Sophie de Reynal a aussi relativisé l’émergence de la consommation vegan : « on a l’impression qu’un plafond a été atteint. Les substituts de viande plafonnent à 1,5 % du marché de la viande et 46 % des consommateurs qui y ont goûté trouvent cela moins bon ». Le futur de l’alimentation impose de réfléchir aux conditions nécessaires pour cuisinier : temps, équipements, compétences, envie… et surtout moyens financiers : « si vous habitez Hong Kong ou Singapour, cela vous coûte moins cher de vous faire livrer des plats toute votre vie, que de louer 5 m2 pour avoir une cuisine ! En France, nous n’en sommes pas encore là mais on s’en rapproche : à Paris, le rapport entre se faire livrer ou louer l’espace nécessaire à une cuisine est à égalité ». Reste qu’en France, en 2020, la consommation globale de viande a accusé une baisse de 1,5 % alors que 85 % des Français n’envisagent pas de changer de régime alimentaire. Le monde de la viande doit sans doute encore réaliser sa « révolution » afin de s’adapter à ces nouvelles tendances de consommation et Sophie de Reynal invitait, en conclusion, à s’inspirer du monde du fromage. Il est parvenu à proposer de nouvelles formes de consommation, au-delà du traditionnel plateau de fin de repas, en s’invitant, par exemple, à l’apéritif. Pour l’avenir, il va falloir faire avec les étiquetages Nutriscore, les allégations nutritionnelles, le bien-être animal et l’apparition de nouvelles sources de protéines, telles que la consommation d’insectes ou la viande in vitro. « En 2040, concluait l’analyste de Nutrimarketing, la viande cellulaire pourrait représenter 40 % du marché, à égalité avec la viande classique ».

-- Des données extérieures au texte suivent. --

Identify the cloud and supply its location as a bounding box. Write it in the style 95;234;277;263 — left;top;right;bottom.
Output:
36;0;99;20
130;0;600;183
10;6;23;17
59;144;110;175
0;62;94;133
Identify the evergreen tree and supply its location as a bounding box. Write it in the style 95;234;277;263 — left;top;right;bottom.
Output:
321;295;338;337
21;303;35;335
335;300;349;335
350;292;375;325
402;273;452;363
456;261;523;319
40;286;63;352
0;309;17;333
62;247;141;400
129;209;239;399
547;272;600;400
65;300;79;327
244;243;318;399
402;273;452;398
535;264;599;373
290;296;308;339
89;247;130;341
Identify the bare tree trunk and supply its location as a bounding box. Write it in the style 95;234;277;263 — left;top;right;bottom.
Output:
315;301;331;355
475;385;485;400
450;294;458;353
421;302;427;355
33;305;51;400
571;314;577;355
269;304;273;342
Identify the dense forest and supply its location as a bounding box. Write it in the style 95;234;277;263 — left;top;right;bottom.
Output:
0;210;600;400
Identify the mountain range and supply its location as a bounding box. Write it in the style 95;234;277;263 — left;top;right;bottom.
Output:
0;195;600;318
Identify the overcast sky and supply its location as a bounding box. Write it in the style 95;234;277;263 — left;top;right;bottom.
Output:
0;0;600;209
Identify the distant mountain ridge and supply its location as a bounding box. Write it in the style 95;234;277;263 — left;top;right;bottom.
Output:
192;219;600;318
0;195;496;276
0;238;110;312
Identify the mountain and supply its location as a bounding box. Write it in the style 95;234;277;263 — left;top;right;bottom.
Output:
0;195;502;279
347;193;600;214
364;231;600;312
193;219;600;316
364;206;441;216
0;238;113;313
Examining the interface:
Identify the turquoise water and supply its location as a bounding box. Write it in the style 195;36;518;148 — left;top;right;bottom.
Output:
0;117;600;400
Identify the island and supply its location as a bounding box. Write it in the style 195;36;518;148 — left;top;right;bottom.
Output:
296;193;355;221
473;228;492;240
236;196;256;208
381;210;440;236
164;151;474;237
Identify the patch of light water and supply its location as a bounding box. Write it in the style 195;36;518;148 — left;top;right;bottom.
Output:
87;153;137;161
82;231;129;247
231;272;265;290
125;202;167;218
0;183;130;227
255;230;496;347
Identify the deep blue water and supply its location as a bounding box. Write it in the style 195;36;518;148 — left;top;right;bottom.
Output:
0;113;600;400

L’assemblée générale d’Interbev BFC aura été l’occasion de passer en revue les actions d’accompagnement menées tout au long de l’année. 2600 euros ont été attribués à plusieurs concours d’animaux, (Charolles, Autun, Pouilly-en-Auxois, Saint-Christophe-en-Brionnais) à la condition qu’ils proposent un prix Label rouge. Interbev BFC a accompagné des Projets alimentaires territoriaux (PAT) pour la structuration de leur approvisionnement en viandes locales. L’interprofession a été interrogée par le Conseil régional sur la question de l’engraissement en région BFC. Enfin, Yves Largy, président d’Interbev BFC, est revenu sur la hausse actuelle des prix des animaux, une bonne nouvelle, à mettre, toutefois, en regard de la hausse des charges pour les éleveurs, dans un contexte de décapitalisation accrue du cheptel régional.